9. Not Enough Information Under the Studio Section

Be sure to fill out the type of microphone, computer and software you’re using. This information can be very important for the client to know. They may be looking for someone that has a microphone that will match up with others that are being used for the same production.

Let the client know if you have an ISDN line, ipDTL, Source-Connect or a phone patch under “special equipment.” Be sure to list a quick turnaround time. It’s reasonable to offer a 24-hour turnaround time for a project under 1000 words.

10. Not Enough Special Skills or Age Ranges Selected

If you only have young adult selected for your age range, you will only see jobs posted under that age range. You’ll be surprised how easy it is to crossover into another range.

Why not open yourself up to the middle aged category? You’ll be able to see the details of the job and decide for yourself if it’s right for you. The same theory applies to the special skills areas. If you only have radio and television selected, you’re missing out on everything else. Business, internet and education are actually the most popular categories on Voices.com.

There you have it, my friends. Too many times do we hear from talent that are frustrated only to find out that a simple profile change would have made the all the difference, so now it’s time to go fill out or edit your profile!

Best wishes,
Jennifer Smith

8 COMMENTS

  1. I have just finished reading and can’t express how valuable this information is for our talent to understand. This piece is going to generate countless opportunities for our talent and ensure they are making the most out of our service!
    Very well written Jennifer, looking forward to future posts.
    -Mike
    Voices.com employee

  2. I want to offer my spoken word for the benefit of all less privileged brothers and sisters who cannot see, who are not having confidence to speak in public and develop positive thinking and attitude. How can I do that through your helpful site.
    Best wishes and regards.
    I am a regular blogger in gmail for students and serious learners of English and Hindi and Tamil.

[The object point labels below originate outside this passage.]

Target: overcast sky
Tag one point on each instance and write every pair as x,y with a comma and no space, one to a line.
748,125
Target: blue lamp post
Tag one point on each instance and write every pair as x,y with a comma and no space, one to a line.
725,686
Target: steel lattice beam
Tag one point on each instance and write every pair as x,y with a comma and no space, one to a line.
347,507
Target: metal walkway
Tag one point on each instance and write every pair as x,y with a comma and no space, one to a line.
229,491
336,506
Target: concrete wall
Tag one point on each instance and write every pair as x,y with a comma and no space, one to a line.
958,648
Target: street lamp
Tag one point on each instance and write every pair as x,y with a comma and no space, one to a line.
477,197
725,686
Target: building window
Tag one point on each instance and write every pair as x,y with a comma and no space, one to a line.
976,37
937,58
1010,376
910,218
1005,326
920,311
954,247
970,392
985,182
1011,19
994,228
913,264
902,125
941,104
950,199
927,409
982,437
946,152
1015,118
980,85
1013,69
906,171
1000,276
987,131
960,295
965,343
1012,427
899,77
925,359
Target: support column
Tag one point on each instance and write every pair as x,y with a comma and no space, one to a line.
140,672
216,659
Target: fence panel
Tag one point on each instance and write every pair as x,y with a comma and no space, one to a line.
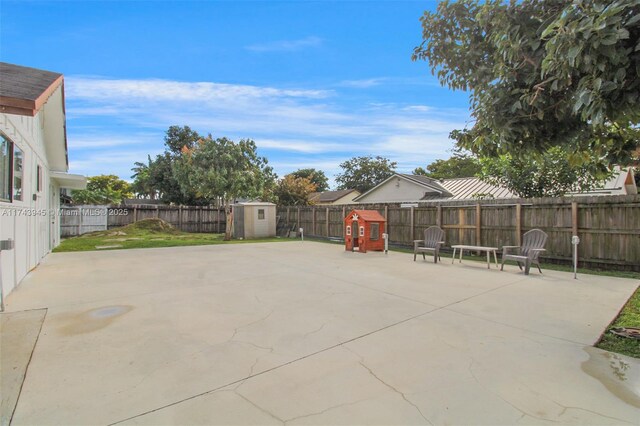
609,226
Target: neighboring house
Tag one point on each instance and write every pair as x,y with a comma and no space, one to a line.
401,188
33,167
345,196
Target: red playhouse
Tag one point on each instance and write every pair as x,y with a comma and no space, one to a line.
363,231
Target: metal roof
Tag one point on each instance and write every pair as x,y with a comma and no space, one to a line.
329,196
472,187
24,90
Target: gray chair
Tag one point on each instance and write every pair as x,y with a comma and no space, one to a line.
433,239
532,245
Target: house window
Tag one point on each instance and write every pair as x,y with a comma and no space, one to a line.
374,231
38,178
5,168
18,167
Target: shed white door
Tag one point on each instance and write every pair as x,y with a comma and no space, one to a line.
261,222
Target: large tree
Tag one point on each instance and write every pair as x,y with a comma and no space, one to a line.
157,177
294,191
142,184
549,175
221,168
541,73
317,177
102,189
459,165
363,173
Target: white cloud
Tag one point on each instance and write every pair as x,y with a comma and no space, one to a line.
162,90
362,84
286,45
309,146
294,128
108,141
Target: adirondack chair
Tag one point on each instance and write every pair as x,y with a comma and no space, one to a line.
433,239
532,245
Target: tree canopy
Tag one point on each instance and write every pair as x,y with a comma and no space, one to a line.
294,191
363,173
541,73
459,165
549,175
316,177
221,168
102,189
156,179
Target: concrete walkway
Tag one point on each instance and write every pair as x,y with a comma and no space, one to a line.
305,333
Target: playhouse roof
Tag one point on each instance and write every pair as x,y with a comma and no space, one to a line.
368,215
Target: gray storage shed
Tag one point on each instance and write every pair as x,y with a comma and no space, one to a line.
254,220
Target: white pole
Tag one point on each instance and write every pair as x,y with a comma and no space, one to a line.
575,240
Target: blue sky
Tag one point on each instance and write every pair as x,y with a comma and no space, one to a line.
313,83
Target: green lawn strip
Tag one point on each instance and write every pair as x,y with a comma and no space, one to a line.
151,241
629,317
148,233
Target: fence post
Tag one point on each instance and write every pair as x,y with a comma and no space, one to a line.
288,226
328,223
478,225
313,221
80,221
574,217
518,224
412,221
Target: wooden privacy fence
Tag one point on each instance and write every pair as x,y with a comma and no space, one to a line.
608,226
77,220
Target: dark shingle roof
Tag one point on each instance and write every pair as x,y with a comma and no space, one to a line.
22,89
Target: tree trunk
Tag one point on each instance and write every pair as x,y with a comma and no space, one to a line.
229,225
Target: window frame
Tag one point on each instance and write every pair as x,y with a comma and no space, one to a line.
14,176
38,178
375,226
8,190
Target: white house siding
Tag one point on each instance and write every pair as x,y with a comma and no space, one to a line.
395,190
33,234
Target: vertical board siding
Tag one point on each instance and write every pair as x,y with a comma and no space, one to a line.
608,227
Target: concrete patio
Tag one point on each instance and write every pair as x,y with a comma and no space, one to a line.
306,333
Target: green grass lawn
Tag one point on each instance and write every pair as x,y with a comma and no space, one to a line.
154,233
146,233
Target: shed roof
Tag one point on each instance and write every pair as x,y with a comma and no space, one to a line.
368,215
24,90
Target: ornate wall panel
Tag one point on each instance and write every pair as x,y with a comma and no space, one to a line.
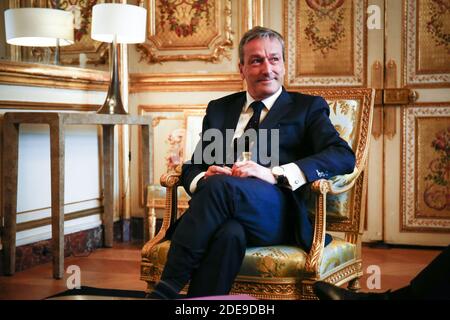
427,43
325,42
426,169
175,132
186,30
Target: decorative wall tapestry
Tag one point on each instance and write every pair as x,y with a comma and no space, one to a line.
184,30
427,43
426,169
326,42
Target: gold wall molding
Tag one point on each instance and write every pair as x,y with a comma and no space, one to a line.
377,83
377,75
30,105
306,67
396,96
30,74
391,74
422,126
425,45
178,113
253,14
185,82
166,36
390,118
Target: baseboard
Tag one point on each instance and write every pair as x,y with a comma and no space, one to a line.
137,228
75,244
78,243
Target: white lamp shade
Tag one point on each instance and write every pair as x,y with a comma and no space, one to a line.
126,22
38,27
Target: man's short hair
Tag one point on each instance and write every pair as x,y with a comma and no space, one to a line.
259,33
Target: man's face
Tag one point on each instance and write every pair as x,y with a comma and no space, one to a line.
263,67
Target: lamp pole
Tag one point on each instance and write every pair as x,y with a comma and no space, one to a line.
57,40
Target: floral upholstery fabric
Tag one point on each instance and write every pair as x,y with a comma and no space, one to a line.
343,114
269,262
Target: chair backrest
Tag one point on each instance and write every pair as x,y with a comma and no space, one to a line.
351,112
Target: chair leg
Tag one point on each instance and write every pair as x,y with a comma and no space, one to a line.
150,286
354,285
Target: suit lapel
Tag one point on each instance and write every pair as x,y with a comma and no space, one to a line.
281,106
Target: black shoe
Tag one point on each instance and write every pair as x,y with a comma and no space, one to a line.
327,291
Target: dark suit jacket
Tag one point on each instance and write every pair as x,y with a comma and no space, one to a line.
306,137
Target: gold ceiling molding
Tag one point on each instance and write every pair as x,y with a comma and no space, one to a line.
202,27
30,74
185,82
31,105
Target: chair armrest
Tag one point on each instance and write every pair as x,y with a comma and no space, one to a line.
338,184
335,185
171,181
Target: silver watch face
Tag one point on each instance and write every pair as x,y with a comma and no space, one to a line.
277,171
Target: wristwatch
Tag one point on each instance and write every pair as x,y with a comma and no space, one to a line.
279,174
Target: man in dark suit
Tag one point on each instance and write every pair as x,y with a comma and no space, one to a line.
250,203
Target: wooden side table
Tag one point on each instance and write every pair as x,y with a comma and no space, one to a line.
57,122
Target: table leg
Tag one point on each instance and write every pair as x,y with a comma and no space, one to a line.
57,186
108,183
149,221
10,170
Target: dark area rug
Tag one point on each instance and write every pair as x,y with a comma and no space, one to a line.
100,292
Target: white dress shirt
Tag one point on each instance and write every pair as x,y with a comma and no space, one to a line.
294,175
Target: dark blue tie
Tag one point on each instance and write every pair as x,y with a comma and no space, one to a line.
253,123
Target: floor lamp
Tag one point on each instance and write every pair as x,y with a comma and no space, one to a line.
39,27
117,23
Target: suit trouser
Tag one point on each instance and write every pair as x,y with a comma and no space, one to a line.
433,282
225,215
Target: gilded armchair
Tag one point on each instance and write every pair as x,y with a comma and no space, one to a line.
337,205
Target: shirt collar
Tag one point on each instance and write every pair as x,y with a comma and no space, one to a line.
268,102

  3. Thank you very much for this article! I already had my coffee but I did take valuable notes! This is just the information I needed to polish up my Voices.com profile for 2016. I did have one question or request- Could you clarify what you meant I section 4-” If you add demos to several categories you’ll see higher VoiceMatch scores for jobs in all of your areas of expertise.” If you could send a reply to my email, I would love to understand this better.
    Very Well written article with pointers I will be putting into practice today. Somehow I would like to tell you how these updates have given me paid VO work!
    -Ingrid Johansson

  4. Thank you Michael and Tim for your comments, I’m glad you found the article helpful.
    Hi Ingrid! Thank you for your kind words and question. Let me explain. When you add a demo to say the radio category and then a job is posted in that same category you get 5 extra points on your VoiceMatch score for that job. VoiceMatch assumes that you’re either more interested or more qualified for radio jobs when you have a radio demo. In summary, if you have a demo in every category that you’re interested in, you’ll see high VoiceMatch scores on all jobs posted in those categories. Higher VoiceMatch scores help you to get listened to and get hired!
    I hope that helps! I’m sending you an email with this same information right now.
    Best wishes,
    Jennifer

  5. Hi Gn,
    Thank you for commenting and for your question! I hope my reply finds you well.
    I checked and you already have a profile on Voices.com, otherwise I’d encourage you to create on as a first step. What I’ve done is asked your account manager to follow up with you over the next couple business days to see how we can help you to achieve your goals.
    Warm regards,
    Stephanie

  6. I am middle-aged, but know I can sound both young adult and senior (even child, but I won’t go that far yet). Thanks for the courage to stretch myself and maybe try some things where I know I can sound believable. I’ll be careful not to waste the clients’ time if I don’t sound sincerely the age they are looking for, due to word choice, or what have you. Great information. I love the opportunity Voices.com affords us!